How to securevirtualised
IT environmentsis likely to haunt IT users
and security experts in 2008.
This was the view of Joe Telafici, vice-president of operations
at the
McAfee
Avert Laboratory, speaking exclusively to Computer Weekly. The
laboratory has global responsibility for developing products that
detect and neutralise malware and net-based attacks for McAfee.
Telafici said that he expected to see new products brought out
specifically for virtualised environments, and said that users
still have a lot to learn about how to configure them securely. "We
are still developing best practices," he said.
Telafici said that as information security improves, attackers'
attention shifts to more vulnerable targets.
"After a pretty level playing field for some years, in 2007 we
saw a big increase in social engineering to facilitate attacks,
more precisely targeted attacks and more secretive attacks, as well
as a change in motive from fame to fortune," he said.

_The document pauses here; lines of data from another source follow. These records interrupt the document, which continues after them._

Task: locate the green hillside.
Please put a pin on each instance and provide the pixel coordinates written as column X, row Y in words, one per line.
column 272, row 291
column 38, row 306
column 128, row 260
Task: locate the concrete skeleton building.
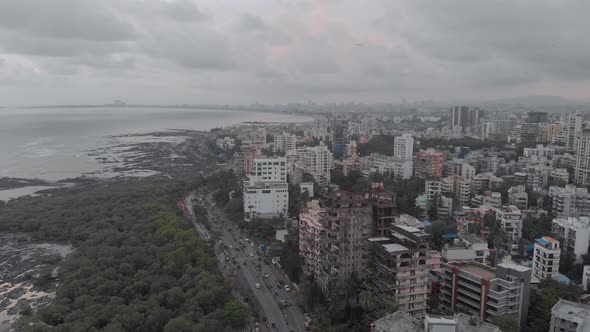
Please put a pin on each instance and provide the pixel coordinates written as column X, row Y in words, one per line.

Telafici said Microsoft had done a lot to
improve
the security of its products, but attackers are adapting their
targets and methods to maintain their risk-reward ratio. Attackers
were turning away from usual targets such as
PayPal and
eBay to smaller, less sophisticated targets that were easier to
subvert.
"The criminals are driven by the risk-reward ratio," he said,
"so these changes actually reflect the success of the industry in
producing more effective products plus users' greater awareness of
what not to do."
Commenting on the
Safecode Forum initiative to produce more secure software,
Telafici endorsed its aims, but added there was a long way to go,
especially given the number of legacy systems. "If you make one
piece of software more secure, the criminals will still switch
their attention to less secure systems," he said.

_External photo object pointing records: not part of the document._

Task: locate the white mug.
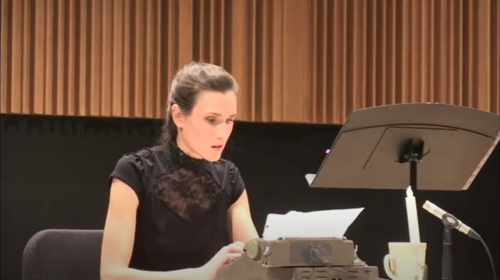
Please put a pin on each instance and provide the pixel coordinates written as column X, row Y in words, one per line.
column 405, row 261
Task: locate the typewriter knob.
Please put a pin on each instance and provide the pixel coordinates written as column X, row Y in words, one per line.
column 252, row 249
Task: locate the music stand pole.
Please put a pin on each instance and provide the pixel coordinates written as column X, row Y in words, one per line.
column 378, row 141
column 446, row 258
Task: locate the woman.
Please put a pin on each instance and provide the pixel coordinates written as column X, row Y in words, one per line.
column 175, row 208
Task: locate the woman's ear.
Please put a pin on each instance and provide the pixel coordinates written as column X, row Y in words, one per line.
column 177, row 116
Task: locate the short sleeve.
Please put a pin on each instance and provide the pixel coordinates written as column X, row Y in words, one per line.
column 130, row 170
column 237, row 185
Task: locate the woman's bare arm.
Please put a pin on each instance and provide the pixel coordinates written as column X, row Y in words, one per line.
column 118, row 240
column 240, row 219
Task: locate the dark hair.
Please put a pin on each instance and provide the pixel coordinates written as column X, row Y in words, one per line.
column 193, row 78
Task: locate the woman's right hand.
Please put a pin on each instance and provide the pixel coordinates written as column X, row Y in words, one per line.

Telafici was sceptical of suggestions that software houses
should be legally liable for damages from insecure code. "Where do
you draw the line?" he said. "I do not think it is possible to
write perfectly secure code. Besides, Microsoft was popular because
its code was so open. If they close it down, attackers will find a
more popular but probably weaker target."
He was concerned that liability could threaten innovation. "The
first to market usually reaps the biggest rewards, so they try to
make the product easy to use, and this usually makes it more open
to attack," he said. "It is the two sides of the same coin."
However, Telafici said the open source movement, which depends
on its user community to find and patch vulnerabilities, had some
merit as a model for developing secure code.
Looking ahead, he said the effects of the entry of Google and
Microsoft into software security are likely to change the dynamics
of the market in 2008. He anticipated more mergers and acquisitions
among security product suppliers, both to consolidate the market
and to fill gaps in product lines.
"We also expect virtualisation to be the big focus area, and it
is not clear that users or the security sector understands or has
developed best practices yet that address all the issues," he
said.
As Microsoft's Vista
operating system became more widely used, firms were likely to find
many of their existing applications unable to run in native mode.
This meant they would have to be redeveloped for Vista or an
alternative found. Either way, security was likely to be uppermost
in both users' and developers' minds.